1, run the equipment

A good pair of running shoes is essential. Just because shoes are expensive doesn't mean they will be better. Choosing the right running shoes depends on your weight, foot type, running style and injury.

Before buying shoes, try them on and run a short distance to see if they are elastic enough and fit. In addition, the sole should be easy to bend. If you grab both ends of a shoe and bend it, the biggest bending part should be at the sole of your foot, and the heel part should be suitable. If it is too big, it will make you unstable when running and easily damage your ankle.

Step 2 do warm-up exercises

Walk slowly first, then do stretching exercises, and then slightly accelerate some jumping movements such as leg lifting. When doing stretching exercises, you can stretch your calves, knees, femoral joints and shoulder joints according to your own situation.

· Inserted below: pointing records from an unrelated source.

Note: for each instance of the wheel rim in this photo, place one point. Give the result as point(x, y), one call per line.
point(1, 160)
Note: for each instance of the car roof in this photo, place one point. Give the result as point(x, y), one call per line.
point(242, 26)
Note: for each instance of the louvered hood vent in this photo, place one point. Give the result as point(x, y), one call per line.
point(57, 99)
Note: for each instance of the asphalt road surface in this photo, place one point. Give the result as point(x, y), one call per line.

No matter what kind of warm-up exercise you do, you should be careful not to practice too much, so as not to strain your bones and muscles. Just warm up your body.

3. Driving speed

What you should pay attention to after you start running is the speed of running. For dieters, the most suitable is "chat speed".

What is "chat speed"?

As the name implies, it is the slow speed of running while chatting with friends who run together. In fact, this speed is the most suitable indicator for aerobic exercise, which will neither increase the heart rate too fast nor make people feel too tired. After the body adapts, the running speed will gradually accelerate.

4. Running posture

When running, you need to pay attention to four points: waist, line of sight, chin and arms. If you can do these four places well, you can run as well as the heroine in TV movies.

-Waist: The ideal posture is pelvis up. Put your hands on your waist and feel the changes in your pelvis.

-Sight: Sight is an important element of posture. Your back will bend when you look down. Therefore, it is best to keep looking forward to the place where 15m acts.

Chin: When people are anxious or tired, the chin tends to lift forward. So keep your chin down when running.

-Arm: Bend your elbow gently at 90 degrees, and don't use force. When running, your arms should swing back as much as possible, not forward.

5. About breathing

Many people are out of breath after running for only a short time. Breathing and exhaling well during exercise are basic. As taught in swimming class, if you exhale well, air will naturally enter your lungs. So pay more attention to exhaling when running on weekdays.

After exhaling, the next step is to inhale. Taking a deep breath like taking a deep breath will break the rhythm and make people feel more tired. There are many ways to inhale, and the most important thing is to find the way that suits your rhythm best.

Shift the center of gravity

One trick of running is to shift the center of gravity. In fact, the positive body of running is to constantly move the center of gravity forward and maintain an unstable state. When the center of gravity shifts, the body will naturally lean forward.

As I said before, straighten your back, look forward, chin down, arm not hard, elbow bent 90 degrees. Then take a big step forward, stop!

Look, so the center of gravity shifts! But no matter how comfortable you exercise, you will feel tired after a long time. Be careful not to break the basic posture when you are tired, especially don't bow your back.

Replenish water

Running usually makes you sweat. Sweating = loss of body water.

If left unchecked, there is a danger of dehydration. Fatigue and increased drowsiness are both signs of danger. Therefore, it is best to drink 1 cup (about 200ml) of water before running.

When you go to the gym to run, you often see some people sprain their feet or hurt their knees because they don't know the correct way to run. Therefore, I suggest you collect this and learn the correct way to run.

I hope it helps you. If you can, please like it or forward it.